For a community that prides itself on being accepting, classless and purely achievement driven there is a surprising amount of prejudice in Chassidusville. In addition to the obvious and well-documented division between the Sephardim (Jews of oriental origin) and the Ashkenazim (Europeans), Chassidim, who belong to the latter, have been divided within by their origins too.

In former times it was those of Polish and Russian descent who despised the Hungarians who in turn turned their big noses down on the Rumanian ganuvim (crooks) who joined them all in agreeing that the yekkes (of German stock) were the pits. As the Germans considered themselves superior to anything emanating from any of those cultural black holes and the Hungarians considered their superior cooking to be more than adequate to cover for any gaps in their culture or learning they all took a fair share of the biscuit.

These distinctions are diminishing now. Most Chassidim today are of mixed blood and even the Rebbes of some of the Chassidic Houses are of alien bloodlines. New divisions are emerging, however. Thus we, the Chassidim of fair England, look down on our American counterparts as shallow and conceited. We are honestly are not interested in their crummy ‘danishes’ that we keep on having to hear are so much better than anything available in the UK and, having seen what balabustes they are, we are not surprised they have breakfast in Pizza stores. We do not especially like the Chassidic clothes they so insist on flooding our market with or their uncanny knack for making them to look like they don’t fit properly. We are not impressed by their inability to learn to speak either English or Yiddish properly and to be honest we are not always sure which one it is they are speaking.

It is not an anti-American thing though. We also see the Israelis as callous, opinionated and uncouth. From Dibs (Dear Israeli Brothers) when I was a kid through Dibs (Damn Israeli Bastards) when I was a teenager we have now progressed to Fish, an acronym you can figure out for yourselves. We don’t expect them to have any manners or to return anything they borrow. We know they are going to drop into our mikves without showering first and theirs are the fingers perpetually in our serving plates.

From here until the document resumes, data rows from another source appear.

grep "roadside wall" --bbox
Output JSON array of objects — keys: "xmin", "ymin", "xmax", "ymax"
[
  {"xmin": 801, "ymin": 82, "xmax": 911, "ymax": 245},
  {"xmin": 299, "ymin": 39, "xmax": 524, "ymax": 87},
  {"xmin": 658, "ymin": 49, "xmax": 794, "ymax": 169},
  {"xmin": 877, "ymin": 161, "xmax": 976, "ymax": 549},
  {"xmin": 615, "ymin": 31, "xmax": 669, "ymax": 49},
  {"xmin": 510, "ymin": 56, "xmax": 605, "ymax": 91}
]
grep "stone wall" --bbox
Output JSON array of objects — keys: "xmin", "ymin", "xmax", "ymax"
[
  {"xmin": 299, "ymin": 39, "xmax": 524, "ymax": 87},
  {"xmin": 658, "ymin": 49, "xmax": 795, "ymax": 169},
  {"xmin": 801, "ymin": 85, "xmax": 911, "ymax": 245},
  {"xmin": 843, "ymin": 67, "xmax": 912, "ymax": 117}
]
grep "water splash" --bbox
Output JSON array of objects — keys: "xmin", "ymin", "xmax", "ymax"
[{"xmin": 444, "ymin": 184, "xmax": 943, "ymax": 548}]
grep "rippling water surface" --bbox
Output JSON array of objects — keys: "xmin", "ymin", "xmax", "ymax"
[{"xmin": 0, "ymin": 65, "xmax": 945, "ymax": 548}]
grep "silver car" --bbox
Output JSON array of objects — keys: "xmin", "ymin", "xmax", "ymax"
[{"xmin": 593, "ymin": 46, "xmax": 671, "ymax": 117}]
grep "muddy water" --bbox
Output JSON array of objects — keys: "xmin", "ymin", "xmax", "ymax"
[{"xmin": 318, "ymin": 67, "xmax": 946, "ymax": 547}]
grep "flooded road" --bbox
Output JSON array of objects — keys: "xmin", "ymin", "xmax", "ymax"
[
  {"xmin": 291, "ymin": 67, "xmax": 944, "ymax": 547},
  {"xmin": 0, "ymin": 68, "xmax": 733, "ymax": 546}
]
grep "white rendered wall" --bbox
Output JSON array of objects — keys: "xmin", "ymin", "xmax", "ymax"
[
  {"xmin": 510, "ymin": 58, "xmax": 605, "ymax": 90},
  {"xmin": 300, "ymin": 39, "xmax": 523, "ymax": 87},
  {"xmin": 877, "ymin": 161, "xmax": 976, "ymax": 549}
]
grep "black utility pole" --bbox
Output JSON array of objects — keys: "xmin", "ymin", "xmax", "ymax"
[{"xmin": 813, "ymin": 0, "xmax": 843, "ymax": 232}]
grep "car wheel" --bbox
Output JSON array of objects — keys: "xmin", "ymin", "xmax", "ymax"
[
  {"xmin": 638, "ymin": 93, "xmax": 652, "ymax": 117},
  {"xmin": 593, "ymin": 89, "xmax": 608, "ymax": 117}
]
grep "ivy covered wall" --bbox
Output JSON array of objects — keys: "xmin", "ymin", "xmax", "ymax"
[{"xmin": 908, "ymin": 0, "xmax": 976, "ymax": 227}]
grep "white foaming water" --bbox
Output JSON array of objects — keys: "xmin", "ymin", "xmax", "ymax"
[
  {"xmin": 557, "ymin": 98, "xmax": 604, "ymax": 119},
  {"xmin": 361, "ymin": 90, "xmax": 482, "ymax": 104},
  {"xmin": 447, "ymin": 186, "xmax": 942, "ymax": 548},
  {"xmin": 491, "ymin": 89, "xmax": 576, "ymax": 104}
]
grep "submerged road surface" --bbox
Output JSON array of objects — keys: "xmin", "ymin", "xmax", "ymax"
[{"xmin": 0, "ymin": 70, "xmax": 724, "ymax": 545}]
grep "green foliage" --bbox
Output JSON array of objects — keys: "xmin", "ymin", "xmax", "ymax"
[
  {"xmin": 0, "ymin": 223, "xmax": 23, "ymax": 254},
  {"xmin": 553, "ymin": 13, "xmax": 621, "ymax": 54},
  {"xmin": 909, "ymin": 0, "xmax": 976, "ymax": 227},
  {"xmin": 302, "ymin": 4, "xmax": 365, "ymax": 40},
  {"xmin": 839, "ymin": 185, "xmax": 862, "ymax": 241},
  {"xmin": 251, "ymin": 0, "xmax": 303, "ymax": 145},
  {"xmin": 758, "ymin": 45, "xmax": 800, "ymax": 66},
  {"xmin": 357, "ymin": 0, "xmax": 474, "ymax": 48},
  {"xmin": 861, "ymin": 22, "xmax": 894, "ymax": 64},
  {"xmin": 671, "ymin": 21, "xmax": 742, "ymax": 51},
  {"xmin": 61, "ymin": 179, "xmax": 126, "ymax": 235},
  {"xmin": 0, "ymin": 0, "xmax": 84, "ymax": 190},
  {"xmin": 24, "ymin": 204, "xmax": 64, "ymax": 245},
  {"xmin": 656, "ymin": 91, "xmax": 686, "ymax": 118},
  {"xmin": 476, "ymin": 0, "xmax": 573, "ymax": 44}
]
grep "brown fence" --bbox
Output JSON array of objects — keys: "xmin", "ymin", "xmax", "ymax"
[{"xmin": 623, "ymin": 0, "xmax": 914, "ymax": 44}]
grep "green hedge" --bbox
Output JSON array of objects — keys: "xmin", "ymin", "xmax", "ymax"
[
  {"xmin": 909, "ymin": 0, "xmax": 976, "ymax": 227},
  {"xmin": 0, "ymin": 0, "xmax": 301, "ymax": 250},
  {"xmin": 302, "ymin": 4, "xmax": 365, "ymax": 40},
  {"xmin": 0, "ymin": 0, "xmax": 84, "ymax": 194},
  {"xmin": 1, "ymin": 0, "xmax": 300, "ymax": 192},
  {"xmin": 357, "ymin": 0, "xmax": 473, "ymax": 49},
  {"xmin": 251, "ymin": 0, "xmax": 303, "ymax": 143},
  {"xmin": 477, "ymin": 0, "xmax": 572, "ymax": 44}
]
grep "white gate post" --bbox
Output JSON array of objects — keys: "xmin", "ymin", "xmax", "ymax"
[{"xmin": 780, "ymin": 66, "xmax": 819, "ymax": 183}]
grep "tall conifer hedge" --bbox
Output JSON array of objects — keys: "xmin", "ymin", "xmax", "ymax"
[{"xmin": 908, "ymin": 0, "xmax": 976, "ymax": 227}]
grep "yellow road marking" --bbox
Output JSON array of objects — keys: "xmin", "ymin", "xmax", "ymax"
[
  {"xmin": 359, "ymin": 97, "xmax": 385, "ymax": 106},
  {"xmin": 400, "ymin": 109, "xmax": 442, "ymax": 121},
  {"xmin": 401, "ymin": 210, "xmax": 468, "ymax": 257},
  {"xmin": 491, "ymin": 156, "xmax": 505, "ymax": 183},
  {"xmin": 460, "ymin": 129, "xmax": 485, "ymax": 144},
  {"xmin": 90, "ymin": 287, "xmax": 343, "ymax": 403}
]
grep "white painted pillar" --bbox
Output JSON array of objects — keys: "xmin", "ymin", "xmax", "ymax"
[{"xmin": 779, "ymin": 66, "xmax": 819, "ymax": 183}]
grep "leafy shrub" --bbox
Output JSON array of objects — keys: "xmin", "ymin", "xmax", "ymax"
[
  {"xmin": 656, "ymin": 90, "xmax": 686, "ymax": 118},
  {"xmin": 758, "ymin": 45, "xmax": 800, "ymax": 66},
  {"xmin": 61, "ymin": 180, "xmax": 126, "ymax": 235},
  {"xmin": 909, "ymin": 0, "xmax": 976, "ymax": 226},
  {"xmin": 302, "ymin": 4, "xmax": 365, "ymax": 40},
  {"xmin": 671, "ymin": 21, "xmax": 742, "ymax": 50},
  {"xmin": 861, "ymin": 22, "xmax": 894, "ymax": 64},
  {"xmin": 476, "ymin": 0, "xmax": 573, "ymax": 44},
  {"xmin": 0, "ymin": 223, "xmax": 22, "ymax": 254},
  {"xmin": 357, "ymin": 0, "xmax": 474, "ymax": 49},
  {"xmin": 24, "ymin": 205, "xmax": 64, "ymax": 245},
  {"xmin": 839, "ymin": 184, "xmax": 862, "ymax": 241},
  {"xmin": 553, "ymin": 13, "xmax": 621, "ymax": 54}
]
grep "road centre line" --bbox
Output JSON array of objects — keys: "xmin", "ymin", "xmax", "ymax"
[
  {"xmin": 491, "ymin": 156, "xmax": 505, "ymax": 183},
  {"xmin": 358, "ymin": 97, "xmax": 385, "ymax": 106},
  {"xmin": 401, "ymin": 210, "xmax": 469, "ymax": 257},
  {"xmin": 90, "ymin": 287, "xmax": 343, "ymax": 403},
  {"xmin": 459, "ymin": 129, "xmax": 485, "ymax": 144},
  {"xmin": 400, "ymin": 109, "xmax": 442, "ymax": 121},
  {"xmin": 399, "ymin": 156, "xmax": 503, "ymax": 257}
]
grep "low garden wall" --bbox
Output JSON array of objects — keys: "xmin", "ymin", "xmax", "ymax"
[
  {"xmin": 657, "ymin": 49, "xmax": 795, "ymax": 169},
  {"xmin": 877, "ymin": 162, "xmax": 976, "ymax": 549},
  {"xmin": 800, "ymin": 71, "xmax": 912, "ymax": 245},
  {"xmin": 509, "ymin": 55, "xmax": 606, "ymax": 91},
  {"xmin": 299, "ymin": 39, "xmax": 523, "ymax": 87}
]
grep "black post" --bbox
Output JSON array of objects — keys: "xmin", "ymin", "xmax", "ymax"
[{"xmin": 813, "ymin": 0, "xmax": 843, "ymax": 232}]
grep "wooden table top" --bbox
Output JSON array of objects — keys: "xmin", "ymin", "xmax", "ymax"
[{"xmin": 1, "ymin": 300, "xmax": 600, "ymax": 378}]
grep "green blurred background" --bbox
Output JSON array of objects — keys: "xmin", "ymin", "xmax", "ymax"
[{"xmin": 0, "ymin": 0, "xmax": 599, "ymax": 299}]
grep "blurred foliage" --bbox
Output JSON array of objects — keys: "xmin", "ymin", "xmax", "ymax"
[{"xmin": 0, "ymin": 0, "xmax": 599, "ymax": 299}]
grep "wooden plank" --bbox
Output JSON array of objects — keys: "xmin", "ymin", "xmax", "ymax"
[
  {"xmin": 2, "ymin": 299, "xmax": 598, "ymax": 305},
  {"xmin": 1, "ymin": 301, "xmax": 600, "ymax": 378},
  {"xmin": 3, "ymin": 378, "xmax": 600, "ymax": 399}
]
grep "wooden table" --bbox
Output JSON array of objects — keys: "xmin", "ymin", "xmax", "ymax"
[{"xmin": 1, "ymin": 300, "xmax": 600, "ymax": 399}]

The Antwerpians are the Nouveau Yekkes of the Chassidic world. Pompous and arrogant with no saving graces. The one country that exports nothing to the Jewish marketplace or culture bar some second rate chocolate and watery yoghurt is also the home to the most critical of all Chassidim. They smugly and incessantly sing their own virtues, often in the same breath as complaining that their lives are the most expensive anywhere, forgetting we are aware that showing-off is not cheap. I don’t know of any other place in the world where Chassidim speak French and clean-shaven specimens can be seen walking home of a shabbes in their bekishes doing it. We don’t like them, although we can tolerate their children marrying ours, at a pinch, if the only alternative is from across the pond (and they promise not to speak frog when our friends can hear).

Everybody knows the Swiss are pedantic fascists by nature and the Canadian Chassidim have taken over the sense and sensibilities of pre-war Hungary to proudly wallow in their backward obscurity.

It is only the shgatzim who do not have these notions. They recognise a kindred spirit as soon as they hear the first expletive and can immediately bond. In their own circle they know no yichus, although their numbers are swelled with many who have it in abundance, and in the universal tongue of the street they are joined as one. Maybe they do utter a profanity here and there but at least they are united in their common language.